Parodontologie

Parodontitis kann zu Zahnverlust führen. In unserer MKG Praxis lindern wir die Auswirkungen von Zahnfleischerkrankungen, sodass die natürlichen Zähne erhalten bleiben und weiteren Krankheiten vorgebeugt werden kann.

Symptome einer Parodontitis

Geschwollenes, gerötetes Zahnfleisch?
Das Zahnfleisch zieht sich zurück?
Scheinbar gesunde Zähne lockern sich und fallen aus?
Schlechten Geschmack im Mund oder Mundgeruch?

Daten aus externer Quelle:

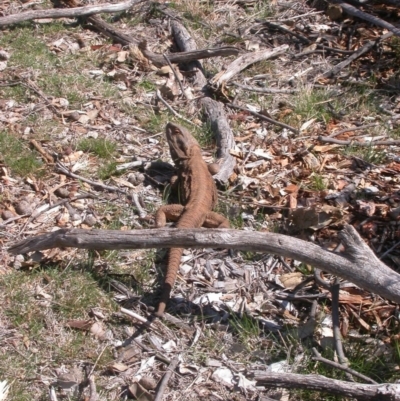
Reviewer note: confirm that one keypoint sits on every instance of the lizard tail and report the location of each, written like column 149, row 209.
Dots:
column 174, row 260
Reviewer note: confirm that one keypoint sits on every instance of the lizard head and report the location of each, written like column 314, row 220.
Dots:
column 180, row 142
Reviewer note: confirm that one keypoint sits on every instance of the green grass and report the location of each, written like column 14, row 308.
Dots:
column 18, row 157
column 44, row 342
column 318, row 182
column 369, row 154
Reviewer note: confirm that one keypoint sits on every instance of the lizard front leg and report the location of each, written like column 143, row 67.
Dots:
column 168, row 213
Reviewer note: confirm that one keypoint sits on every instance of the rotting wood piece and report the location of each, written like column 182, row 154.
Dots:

Das sind die häufigsten und leicht erkennbaren Symptome, die auf eine Parodontitis hinweisen können. Eine Parodontitis ist eine Entzündung des Zahnhalteapparates, die unbehandelt zunächst zur Bildung von Zahnfleischtaschen, später zum Abbau des den Zahn umgebenden Knochens und damit zu Zahnlockerung und frühzeitigem Zahnverlust führen kann. Falls Sie ein oder mehrere Symptome bei sich bemerkt haben, sollten Sie nicht zögern und einen qualifizierten Arzt aufsuchen. Wir lindern die Auswirkungen von Zahnfleischerkrankungen, damit Ihre natürlichen Zähne Ihnen noch lange erhalten bleiben.

Wie wird Parodontitis behandelt?

Parodontitis wird schrittweise behandelt und richtet sich zunächst an die Bakterien, die die Entzündung hervorrufen. Hierbei spielt die tägliche Mundhygiene eine große Rolle.

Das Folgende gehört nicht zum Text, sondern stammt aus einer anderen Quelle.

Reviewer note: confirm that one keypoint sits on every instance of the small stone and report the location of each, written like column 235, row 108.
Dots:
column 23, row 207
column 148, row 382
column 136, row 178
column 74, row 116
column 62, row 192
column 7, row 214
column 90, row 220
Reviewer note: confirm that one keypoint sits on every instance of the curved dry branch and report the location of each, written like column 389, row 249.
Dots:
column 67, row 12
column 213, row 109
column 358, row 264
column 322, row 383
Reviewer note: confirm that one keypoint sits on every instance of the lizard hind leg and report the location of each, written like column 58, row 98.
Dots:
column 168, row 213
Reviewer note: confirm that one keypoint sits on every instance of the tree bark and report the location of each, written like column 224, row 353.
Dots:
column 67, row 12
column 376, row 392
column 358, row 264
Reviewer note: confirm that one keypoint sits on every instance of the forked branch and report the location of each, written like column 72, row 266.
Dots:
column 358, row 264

Schritt 1: Mundhygiene optimieren

Speziell ausgebildete Mitarbeiter unterstützen und trainieren gemeinsam mit Ihnen, um die tägliche Mundhygiene zu perfektionieren und so Bakterien jeden Tag weiter zu reduzieren. Damit erhalten Sie das natürliche Aussehen von gesunden Zähnen zurück und können Mundgeruch und andere Erkrankungen vermeiden.

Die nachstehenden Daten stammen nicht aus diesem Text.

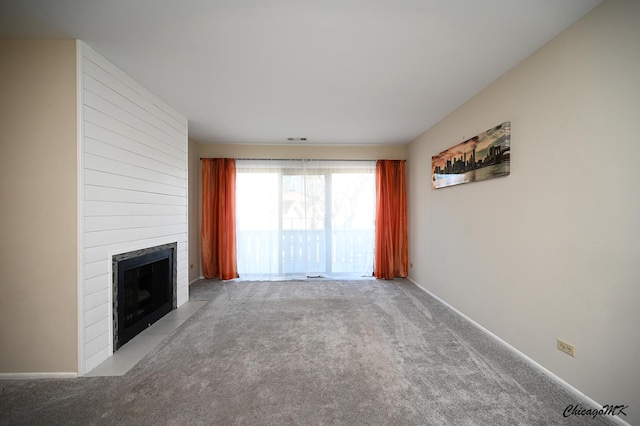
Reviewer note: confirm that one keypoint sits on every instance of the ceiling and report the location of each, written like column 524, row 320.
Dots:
column 332, row 71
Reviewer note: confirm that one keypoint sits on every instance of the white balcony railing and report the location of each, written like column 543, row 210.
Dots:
column 299, row 251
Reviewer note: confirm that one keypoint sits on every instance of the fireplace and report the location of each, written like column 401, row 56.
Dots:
column 144, row 290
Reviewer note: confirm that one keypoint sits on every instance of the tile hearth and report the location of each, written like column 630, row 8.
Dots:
column 130, row 354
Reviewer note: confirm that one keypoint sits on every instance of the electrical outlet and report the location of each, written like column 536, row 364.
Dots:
column 566, row 348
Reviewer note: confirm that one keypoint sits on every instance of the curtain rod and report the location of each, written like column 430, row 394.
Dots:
column 292, row 159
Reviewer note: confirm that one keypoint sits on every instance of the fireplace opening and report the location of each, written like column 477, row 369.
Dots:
column 144, row 290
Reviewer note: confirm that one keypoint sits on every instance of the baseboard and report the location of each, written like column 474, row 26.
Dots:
column 35, row 376
column 530, row 361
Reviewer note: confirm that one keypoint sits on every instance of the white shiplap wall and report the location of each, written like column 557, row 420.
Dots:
column 134, row 188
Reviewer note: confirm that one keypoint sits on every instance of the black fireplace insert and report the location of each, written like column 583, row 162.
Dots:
column 144, row 291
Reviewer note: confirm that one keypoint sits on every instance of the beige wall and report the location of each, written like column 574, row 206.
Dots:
column 551, row 251
column 38, row 181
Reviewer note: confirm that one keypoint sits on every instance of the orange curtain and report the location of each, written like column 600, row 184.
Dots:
column 218, row 233
column 392, row 256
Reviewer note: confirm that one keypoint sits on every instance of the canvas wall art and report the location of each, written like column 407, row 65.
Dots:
column 482, row 157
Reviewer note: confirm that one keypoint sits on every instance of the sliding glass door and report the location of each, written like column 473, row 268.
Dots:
column 305, row 218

Schritt 2: gründliche Grundreinigung

Ergänzt wird die eigene Mundhygiene durch eine gründliche, professionelle Reinigung der Zähne, Wurzeloberflächen und Zahnfleischtaschen. Begleitend werden desinfizierende Spülungen und Einlagen angewandt.

Schritt 3: mögliche medikamentöse Therapie

Nach einer exakten Analyse der krankmachenden Bakterien, kann in manchen Fällen eine medikamentöse Therapie mit spezifisch wirksamen Antibiotika erfolgen.

Schritt 4: ergänzende chirurgische Maßnahmen

Nach gelungener Vorbereitung kann durch ergänzende chirurgische Maßnahmen versucht werden, verlorengegangenes Gewebe wieder aufzubauen (Regenerative Therapie, Schmelzmatrixproteine, Knochenersatz).